The "unit tests" are created by programmers and are usually madeby tests of type "white box". The purpose is to test the internal logic of the code testing each possible branch within the function (a concept known as the coverage testing). To facilitate this process often uses static analysis tools, through which all the variations of the input data are passed on to test every possible case function.
The integration tests can be divided into two different classes:
- SW integration: the modules are tested together to detect errors in the interfaces and interaction between integrated components. The tests are usually of the type "black box" since the code is not directly controlled for finding errors.
- Integration HW / SW: the architectural requirements that describe the interaction of the SW with its HW platform below are verified. Also in this case the tests are usually of the type "black box".
The System testing is testing performed on a complete and integrated system and is designed to assess the compliance of the system with the specified requirements. The system testing is a test to "black box" and, as such, requires no knowledge of the internal design of the code or its logic.
As a rule, system testing takes as input all software components, "integrated" with each other, that have passed integration testing, and the entire embedded software with all applicable hardware systems.
User acceptance testing
The acceptance testing is the testing phase used to determine whether a system meets the requirements specified in the analysis of the requirements phase. The design of the acceptance test is derived from the User Requirements document. This is the phase used by the client to determine whether to accept the system.
In summary, the acceptance testing;
- helps to determine whether a system meets the acceptance criteria;
- enables the customer to determine whether to accept the system, or not;
- allows you to test the software in the "real world" of users.
The model "V" in the safety life cycle of SW
The "V" development model, applied to the security of the software life cycle, looks slightly different than the standard model. This is due to the fact that the rules relating to functional safety define two life cycles, one for the system, and one for the software. The two life cycles, however, are closely interrelated and interdependent; This shows the concern of the standard, which want that hardware and software are fully integrated with each other, and, in fact, the software is thought as a component somewhat special of the system.

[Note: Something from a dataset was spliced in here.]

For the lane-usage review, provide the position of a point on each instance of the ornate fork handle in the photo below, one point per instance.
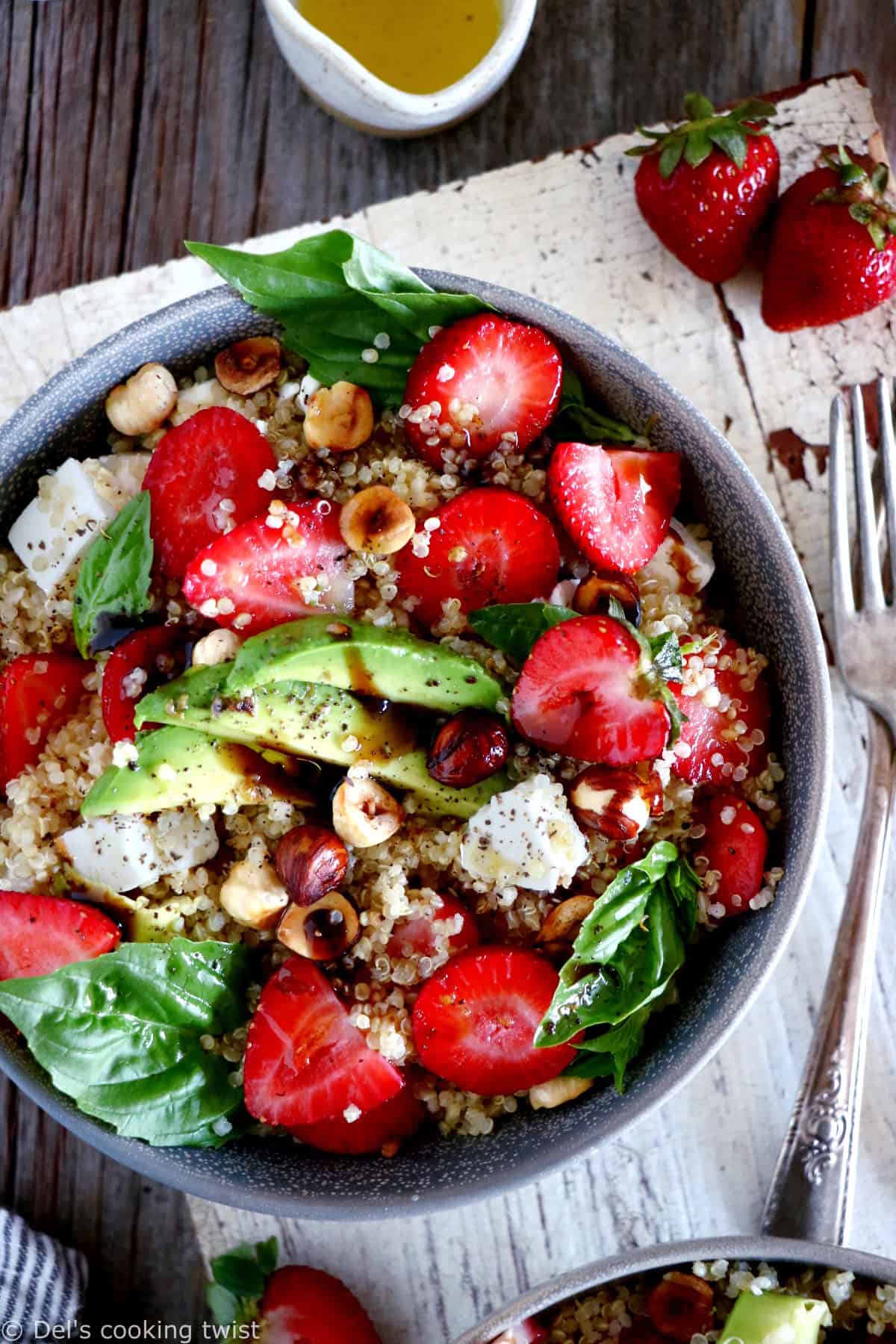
(810, 1195)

The main differences between the two "V" models are the following:
- In the model applied to the safety lifecycle phases of analysis of the requirements and system design are lacking. This is due to the fact that the phases of design and planning are carried out at the system level as they are closely related to the safety analysis (for example hazard & risk analysis).
- In the model applied to the safety life cycle the first phase is the definition of the security requirements of the SW. These requirements are derived from system security requirements, and thus descend from the safety analysis relating to the system in its entirety.

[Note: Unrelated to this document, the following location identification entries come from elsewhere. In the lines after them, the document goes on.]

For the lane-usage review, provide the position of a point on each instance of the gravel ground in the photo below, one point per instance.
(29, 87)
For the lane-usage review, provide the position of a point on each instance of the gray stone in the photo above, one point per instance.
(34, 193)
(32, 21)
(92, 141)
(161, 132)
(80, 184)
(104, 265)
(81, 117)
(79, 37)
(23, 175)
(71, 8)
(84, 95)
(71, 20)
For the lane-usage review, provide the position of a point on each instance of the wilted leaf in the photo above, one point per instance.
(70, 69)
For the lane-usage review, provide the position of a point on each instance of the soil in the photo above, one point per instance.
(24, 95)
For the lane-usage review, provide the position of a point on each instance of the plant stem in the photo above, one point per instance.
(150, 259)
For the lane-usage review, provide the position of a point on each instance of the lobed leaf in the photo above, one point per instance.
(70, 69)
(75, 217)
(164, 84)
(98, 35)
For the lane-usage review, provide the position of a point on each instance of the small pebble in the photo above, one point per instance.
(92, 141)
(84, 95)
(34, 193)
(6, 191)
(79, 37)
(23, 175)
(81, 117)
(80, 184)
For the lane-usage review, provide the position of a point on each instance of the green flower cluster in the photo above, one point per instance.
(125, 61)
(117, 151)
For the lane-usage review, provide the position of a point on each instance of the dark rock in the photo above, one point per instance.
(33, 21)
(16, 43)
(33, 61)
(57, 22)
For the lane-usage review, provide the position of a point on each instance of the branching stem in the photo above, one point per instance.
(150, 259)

- In complex projects and large the architecture specification phase can be divided into two phase: the first deals to decompose the software into its main components, the second deals with decomposing the software further up to the identification of individual modules that realize each component. The first of these two phase is still considered to be related to the architecture specification, while the second is called "software design system" and should not be confused with the phase of "design system" of the standard model.
- The model applied to the safety life cycle, beyond the normal validation activity (testing), provides for a series of verification activities. These activities have the purpose of controlling the consistency of what is produced in each phase with the safety requirements. Validation and verification (the so-called V & V) are considered among the main activities that are intended to ensure the integrity of the safety of the system under construction.